IMO, 18" should be minimum burial for any utility.
other than irrigation laterals, water should be 12"

Kiril
01-25-2012, 08:53 AM
IMO, 18" should be minimum burial for any utility.
other than irrigation laterals, water should be 12"

I agree with dat! The no call unless digging at 1 foot or deeper was because of the 12" water line depth in this area, and likely in most areas where ground freezing is not an issue.

txirrigation
01-25-2012, 12:32 PM
Judging by the picture and the damage the line did, that line should have been MUCH deeper.

Gas around here is supposed to be 48", but it can be found about 12" most of the time.

1idejim
01-25-2012, 01:02 PM
Judging by the picture and the damage the line did, that line should have been MUCH deeper.

Gas around here is supposed to be 48", but it can be found about 12" most of the time.

i couldn't send this to you by pm and don't have your email yet.

you might be able to modify this to fit your needs. i have used this as a guide and so far nobody has nailed me for a damage. :waving:

Autoflow
01-25-2012, 05:27 PM
IMO, utilities should be a minimum 1 foot deep, and any work done at depths less than 1 foot shouldn't need a locate. Now if the dumb asses at the utility company (ex. phone, cable) seem to think it is appropriate to put their line at 6" deep, then it is their dime that fixes it.

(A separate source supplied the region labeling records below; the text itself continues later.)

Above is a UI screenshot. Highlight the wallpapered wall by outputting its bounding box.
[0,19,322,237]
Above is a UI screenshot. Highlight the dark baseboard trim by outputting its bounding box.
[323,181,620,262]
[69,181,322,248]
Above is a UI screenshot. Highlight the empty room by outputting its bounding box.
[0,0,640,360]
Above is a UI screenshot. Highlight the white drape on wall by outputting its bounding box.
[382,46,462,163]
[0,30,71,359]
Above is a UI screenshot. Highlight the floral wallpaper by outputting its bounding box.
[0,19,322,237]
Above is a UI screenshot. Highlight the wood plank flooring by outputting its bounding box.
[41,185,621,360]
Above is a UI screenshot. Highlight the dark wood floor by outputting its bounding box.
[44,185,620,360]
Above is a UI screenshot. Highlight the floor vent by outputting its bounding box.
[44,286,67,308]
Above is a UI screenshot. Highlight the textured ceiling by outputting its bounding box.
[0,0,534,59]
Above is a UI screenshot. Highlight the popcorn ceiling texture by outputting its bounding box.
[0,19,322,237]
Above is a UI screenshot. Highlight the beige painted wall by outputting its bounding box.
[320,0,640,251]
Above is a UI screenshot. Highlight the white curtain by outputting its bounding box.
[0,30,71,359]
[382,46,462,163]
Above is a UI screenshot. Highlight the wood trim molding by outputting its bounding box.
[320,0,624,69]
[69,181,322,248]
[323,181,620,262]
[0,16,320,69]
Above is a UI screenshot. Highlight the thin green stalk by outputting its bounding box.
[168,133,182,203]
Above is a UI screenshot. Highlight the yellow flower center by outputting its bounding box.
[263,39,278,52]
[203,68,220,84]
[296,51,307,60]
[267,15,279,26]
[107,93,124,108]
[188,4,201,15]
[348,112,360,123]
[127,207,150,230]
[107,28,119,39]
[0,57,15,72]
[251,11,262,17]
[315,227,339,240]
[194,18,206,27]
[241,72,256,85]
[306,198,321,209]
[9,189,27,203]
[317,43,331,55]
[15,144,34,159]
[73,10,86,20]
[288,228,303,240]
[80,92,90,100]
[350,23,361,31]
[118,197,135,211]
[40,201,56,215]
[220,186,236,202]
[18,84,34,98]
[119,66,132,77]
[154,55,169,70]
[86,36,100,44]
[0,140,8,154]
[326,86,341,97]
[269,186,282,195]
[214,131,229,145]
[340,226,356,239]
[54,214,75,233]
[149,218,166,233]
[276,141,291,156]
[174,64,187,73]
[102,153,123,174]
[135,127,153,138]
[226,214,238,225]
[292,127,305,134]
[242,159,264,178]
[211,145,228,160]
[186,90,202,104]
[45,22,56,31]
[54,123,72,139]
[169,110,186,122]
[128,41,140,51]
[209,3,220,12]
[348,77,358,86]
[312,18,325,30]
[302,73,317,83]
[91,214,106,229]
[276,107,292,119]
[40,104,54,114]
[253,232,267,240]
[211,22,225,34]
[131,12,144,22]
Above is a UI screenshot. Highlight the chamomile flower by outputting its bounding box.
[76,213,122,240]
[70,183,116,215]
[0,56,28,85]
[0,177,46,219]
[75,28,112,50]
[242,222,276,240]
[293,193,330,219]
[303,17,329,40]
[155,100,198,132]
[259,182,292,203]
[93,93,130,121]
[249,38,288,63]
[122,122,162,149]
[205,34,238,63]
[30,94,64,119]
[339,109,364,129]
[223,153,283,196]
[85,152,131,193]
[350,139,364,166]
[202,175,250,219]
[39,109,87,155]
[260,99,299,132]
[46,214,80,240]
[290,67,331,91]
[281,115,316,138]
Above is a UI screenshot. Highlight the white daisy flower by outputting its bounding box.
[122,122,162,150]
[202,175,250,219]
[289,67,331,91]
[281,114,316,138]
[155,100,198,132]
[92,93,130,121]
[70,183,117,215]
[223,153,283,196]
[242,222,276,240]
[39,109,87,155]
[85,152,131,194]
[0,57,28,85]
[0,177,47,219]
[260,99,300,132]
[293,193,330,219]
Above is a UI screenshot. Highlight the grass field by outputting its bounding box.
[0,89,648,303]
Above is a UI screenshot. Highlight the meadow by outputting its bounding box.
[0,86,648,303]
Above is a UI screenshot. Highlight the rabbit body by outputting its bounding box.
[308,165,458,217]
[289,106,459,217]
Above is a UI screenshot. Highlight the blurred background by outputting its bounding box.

Exactly. I can't believe some of these companies install things so shallow, and then complain when we hit things. I hit a 1-1/4" copper pipe feed into a new property a while back. I knew where it ran and asked the plumber what depth it was. He told me it was 18" so I trenched through at 6" in that area and tore it to pieces. He was pissed that he had to come out and repair it, but if he did it properly in the first place he wouldn't have to.

It's hard to believe that I want my irrigation laterals twice as deep as the main feed into the property. I just don't understand why they do it.

I also legally have to call Dial before you dig before any trenching work or I am not covered by insurance if I do hit something. Instead of doing a quick re run of lines on badly installed systems, I have to wait two days for the services to get back to me before I can do the job.

Autoflow
02-18-2012, 12:34 AM
Well I just got an email from an install I did last month asking if I hit anything while trenching because his garden lights are no longer working in the raised garden behind the lawn I irrigated. All electricals are supposed to be 500mm deep (20" or so) and I only went 300mm deep.

He owns an electrical company so I said I would find the fault with my locator so his guys can fix it. I will be curious to find out what it was and whether I did hit it with the trencher without realising it.

I finally got out to this place today and attached my locator transmitter to the power cable and traced the cable. When I came to one of my trenches I lost the signal so we started digging and found the problem which was the trencher had gone clean through the conduit and cable which was only about 10 inches deep. It was in an area where I tried to trench some extra drainage lines for him and due to our rainy Summer, the drainage work has still not been done.

I need to dig more trenches for the drainage but it is just too wet for my trencher to do any good. The yard is heavy clay at the bottom of a hill and is just saturated even after a few days of sunshine, and then it rains again...

The client was blown away with how fast we found the fault using the locator.

Sprinkus
02-18-2012, 12:57 AM
It's hard to believe that I want my irrigation laterals twice as deep as the main feed into the property. I just don't understand why they do it.